I scribble rough drafts and ideas in longhand, but these notes almost always end up being exercises to prepare for the real deal. I write more clearly, more freely, and more beautifully when I can see the juxtaposition of my words and sentences in type. Also, I don’t know what I’d do without copy and paste.
HOW DO YOU DEVELOP YOUR STORY IDEAS? DO YOU USE AN OUTLINE, LET THE MUSE LEAD YOU, OR ANOTHER TECHNIQUE?
For My Chemical Mountain in particular, I found the setting before I found my characters and my story. I’d been reading about pollution, and later met people who grew up near contaminated landfills. I got involved in a local fight to clean up serious messes left behind by industry. And I spent a lot of time in a real-life toxic town. These experiences really impacted me. Jason’s character appeared in my mind, seemingly out of nowhere, when I was walking my dog in Buffalo’s Elmwood Art District. I asked him the questions: What do you think of your toxic town? Do you love it? Hate it? Fear it? Do you want to stay or move away? Or do you feel a complex combination of all of these things? Then I listened as he told me his story.

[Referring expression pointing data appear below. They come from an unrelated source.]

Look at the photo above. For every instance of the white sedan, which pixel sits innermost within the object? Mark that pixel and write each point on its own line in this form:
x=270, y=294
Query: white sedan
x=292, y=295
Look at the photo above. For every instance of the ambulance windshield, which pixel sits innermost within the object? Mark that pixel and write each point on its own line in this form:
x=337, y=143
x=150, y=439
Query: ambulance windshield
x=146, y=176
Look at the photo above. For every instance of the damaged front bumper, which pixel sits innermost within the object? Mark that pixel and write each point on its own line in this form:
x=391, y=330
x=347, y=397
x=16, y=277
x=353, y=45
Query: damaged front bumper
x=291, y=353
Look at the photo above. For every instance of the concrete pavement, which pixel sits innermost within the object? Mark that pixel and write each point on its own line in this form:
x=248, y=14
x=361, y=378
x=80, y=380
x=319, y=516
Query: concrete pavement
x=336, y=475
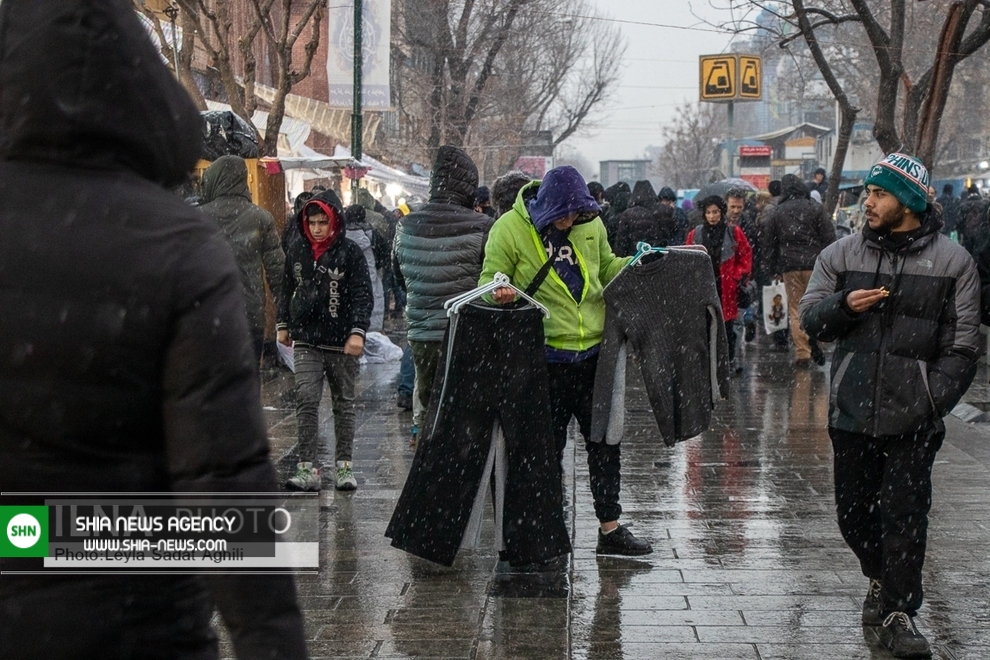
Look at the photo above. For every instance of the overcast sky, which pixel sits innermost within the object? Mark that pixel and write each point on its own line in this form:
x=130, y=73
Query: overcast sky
x=660, y=72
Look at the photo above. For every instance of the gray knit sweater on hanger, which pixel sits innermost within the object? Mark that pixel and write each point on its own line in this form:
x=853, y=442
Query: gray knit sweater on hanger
x=669, y=313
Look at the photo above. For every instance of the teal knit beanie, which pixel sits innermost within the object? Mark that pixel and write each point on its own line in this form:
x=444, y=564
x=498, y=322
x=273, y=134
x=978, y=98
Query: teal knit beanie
x=904, y=177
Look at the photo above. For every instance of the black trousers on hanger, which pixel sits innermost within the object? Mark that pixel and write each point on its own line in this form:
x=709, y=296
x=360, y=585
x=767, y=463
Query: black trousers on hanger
x=492, y=367
x=572, y=388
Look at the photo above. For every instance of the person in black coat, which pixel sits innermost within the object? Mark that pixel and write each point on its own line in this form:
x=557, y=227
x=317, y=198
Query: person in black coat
x=125, y=357
x=668, y=198
x=950, y=209
x=645, y=220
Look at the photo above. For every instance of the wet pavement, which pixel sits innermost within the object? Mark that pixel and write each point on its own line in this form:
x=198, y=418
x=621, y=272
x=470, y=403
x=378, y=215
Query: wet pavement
x=748, y=561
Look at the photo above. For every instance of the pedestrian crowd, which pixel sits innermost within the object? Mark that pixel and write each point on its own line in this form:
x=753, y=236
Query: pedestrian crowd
x=133, y=325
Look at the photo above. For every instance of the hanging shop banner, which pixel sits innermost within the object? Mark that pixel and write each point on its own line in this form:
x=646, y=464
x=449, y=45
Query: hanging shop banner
x=376, y=30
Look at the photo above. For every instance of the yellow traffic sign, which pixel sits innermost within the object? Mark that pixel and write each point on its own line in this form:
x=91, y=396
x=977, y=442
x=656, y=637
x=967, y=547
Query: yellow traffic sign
x=750, y=77
x=718, y=77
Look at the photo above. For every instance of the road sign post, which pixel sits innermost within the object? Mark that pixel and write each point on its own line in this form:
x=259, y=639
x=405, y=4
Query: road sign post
x=729, y=78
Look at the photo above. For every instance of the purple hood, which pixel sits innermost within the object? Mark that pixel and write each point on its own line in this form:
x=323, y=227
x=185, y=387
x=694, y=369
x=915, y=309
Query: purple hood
x=562, y=192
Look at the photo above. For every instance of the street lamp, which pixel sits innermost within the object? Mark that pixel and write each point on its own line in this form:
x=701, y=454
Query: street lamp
x=172, y=12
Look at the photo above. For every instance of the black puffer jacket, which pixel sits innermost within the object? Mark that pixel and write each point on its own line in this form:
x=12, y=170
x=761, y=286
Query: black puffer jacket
x=644, y=220
x=125, y=361
x=439, y=249
x=906, y=362
x=796, y=231
x=250, y=230
x=338, y=283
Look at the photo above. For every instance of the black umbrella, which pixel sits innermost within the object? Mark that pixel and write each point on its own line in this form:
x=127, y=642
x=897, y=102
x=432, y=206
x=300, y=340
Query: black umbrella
x=719, y=188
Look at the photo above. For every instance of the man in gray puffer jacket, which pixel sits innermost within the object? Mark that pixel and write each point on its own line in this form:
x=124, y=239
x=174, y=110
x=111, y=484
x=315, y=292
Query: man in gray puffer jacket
x=902, y=301
x=250, y=231
x=437, y=255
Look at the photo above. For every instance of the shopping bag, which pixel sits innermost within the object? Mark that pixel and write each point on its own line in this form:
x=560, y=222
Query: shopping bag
x=774, y=307
x=287, y=355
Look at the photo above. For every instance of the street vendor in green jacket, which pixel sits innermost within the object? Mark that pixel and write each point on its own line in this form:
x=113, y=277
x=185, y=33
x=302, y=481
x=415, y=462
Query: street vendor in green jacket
x=558, y=218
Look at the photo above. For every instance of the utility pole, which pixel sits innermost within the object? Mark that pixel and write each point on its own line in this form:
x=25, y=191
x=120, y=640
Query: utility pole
x=732, y=142
x=356, y=123
x=171, y=11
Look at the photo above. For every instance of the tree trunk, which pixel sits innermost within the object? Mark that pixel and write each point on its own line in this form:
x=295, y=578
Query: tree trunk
x=839, y=158
x=848, y=111
x=185, y=60
x=941, y=79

A landfill contaminated with uranium.
IF YOU WERE FORCED TO SHARE YOUR WORKSPACE BUT COULD SHARE IT WITH ANYONE OF YOUR CHOOSING, WHO WOULD IT BE?
A group of weird little artist elves who repaint my workspace walls with strange murals every night while I’m sleeping. I’d allow sculptor elves to hang mobiles too, especially if they worked with jagged pieces of metal, shards of colored glass, and origami birds.
WHAT IS THE BEST PIECE OF WRITING ADVICE YOU’VE HEARD OR RECEIVED?
Back when I was a true amateur and ready to mail my roughest rough draft to every publisher on the planet, someone told me to join The Society of Children’s Book Writers and Illustrators. It was such great advice, because SCBWI has been an invaluable source of camaraderie, inspiration, professional growth, laughter, opportunities, and guidance through my publication journey.